I often wonder if I hadn’t met Zere so soon after my mother died, would we have lasted as long as we did? I was vulnerable and needed a distraction. Needed companionship. A friend. Zere was all that, and I’ll always appreciate it. My father and I were both so steeped in sorrow. I found something… someone to shift my focus to. Pop didn’t have that. I didn’t mean to remind him of that time. Though, who am I kidding? If a man’s heart is carved out of his chest, do you have to remind him he’s missing a vital organ?

“You still seeing the grief counselor?” I venture, kicking myself for steering the conversation in this direction. It’s not that we never talk about my mom dying, but grief is a wave, washing in and washing out. Sometimes calm, and others a riptide. I’ve seen it take my dad under before.

“Occasionally.” He grunts. “What they gon’ do for me? Can’t bring Priscilla back. I do appreciate a place to talk, perspective, all that. It’s not useless. It just doesn’t change the fact that the person I loved more than anything is gone.”

My family has grieved a lot over the last few years. It was slow with my grandfather, losing bits of him along the way until one day he was gone completely. There was admittedly some relief with his passing. Relief for my grandfather, who would never have chosen the existence Alzheimer’s left him with, and for my mother, who absorbed the brunt of his care. Losing my mother was different. Like a thread ripped from a quilt that instantly unravels. She held our family together, and for a while my father and I both floundered. My therapist suggested I find something to focus on; a goal. You ain’t gotta tell me twice. If there’s one thing I love, it’s something to accomplish.

“Did I tell you how close we are to sealing the deal with the Vipers?” I ask him, deliberately pivoting from the conversation’s sad direction.

“You lying.” Pop’s voice immediately brightens, and even though I can’t see him, in my mind’s eye, he leans forward with a familiar eagerness only basketball elicits.
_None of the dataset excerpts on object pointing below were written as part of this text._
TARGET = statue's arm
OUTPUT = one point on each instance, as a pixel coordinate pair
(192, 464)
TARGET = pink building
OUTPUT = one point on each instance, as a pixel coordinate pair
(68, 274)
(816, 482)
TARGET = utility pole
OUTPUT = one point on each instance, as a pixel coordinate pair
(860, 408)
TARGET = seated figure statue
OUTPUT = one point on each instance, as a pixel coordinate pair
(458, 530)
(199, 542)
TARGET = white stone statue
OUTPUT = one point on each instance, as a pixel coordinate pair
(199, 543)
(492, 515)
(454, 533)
“Yeah. If all goes well, I’ll have a controlling interest, but AJ will maintain a minority ownership and his seat on the board of directors. He wouldn’t budge on those conditions.”
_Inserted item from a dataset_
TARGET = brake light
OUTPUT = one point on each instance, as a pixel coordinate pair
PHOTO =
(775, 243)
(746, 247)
“Too bad you still have to work with him,” Dad grumbles. “He’s an asshole. His daddy was an asshole.”

“I wish Andrew Senior were still around to see them lose this team,” I say, flecks of bitterness in the words.

“Andy Senior wasn’t my favorite person, but it was Jerry Keys who blackballed me.” The annoyance in Pop’s voice reaches through the phone. “That motherfucker blocked me at every turn.”
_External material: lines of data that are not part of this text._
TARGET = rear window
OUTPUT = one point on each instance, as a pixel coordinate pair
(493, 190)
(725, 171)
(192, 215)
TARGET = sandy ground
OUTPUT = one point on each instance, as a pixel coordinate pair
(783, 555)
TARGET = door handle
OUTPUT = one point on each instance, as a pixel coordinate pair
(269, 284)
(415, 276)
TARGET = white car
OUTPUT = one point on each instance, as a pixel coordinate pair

“Had they hired you as the Vipers’ head coach, they’d have at least one championship. Everybody knows that and no one ever did anything about it.”

“Just my luck my archrival became one of the most powerful men in the league.” I can almost hear my father’s shrug of resignation. “Jerry was one of the commissioner’s closest advisers, and he always made it clear that anyone who helped me would be on his shit list.”

My teeth clench at the memory of Pop being passed over time and again, job after job that he was qualified for, but never hired. Stuck as an assistant, but never given the chance to lead a team. I can’t get those years back, can’t make it right, but I can make him feel better. Not just about the blocked ambitions in his coaching career, but maybe ease some of the loss and grief he hasn’t been able to release. I hope having this deal to focus on and then the endeavor of helping to shape the team will help.

“If I could get rid of AJ altogether, believe me I would,” I tell Pop. “But this has been his family’s team for so long. He’s for damn sure not letting it go.”

“Andy Senior would roll over in his grave,” my father chuckles. “A Black man owning his family’s team? Unbelievable.”

“I still can’t quite believe it myself, that I can actually pull this off.”

“Why you surprised? All you’ve accomplished, the money you got when you sold True Playahs, and you didn’t think you could buy the Vipers?”

“This shit is not just money. Some things you can’t even buy your way into. You and I know owning a professional team is often one of them.”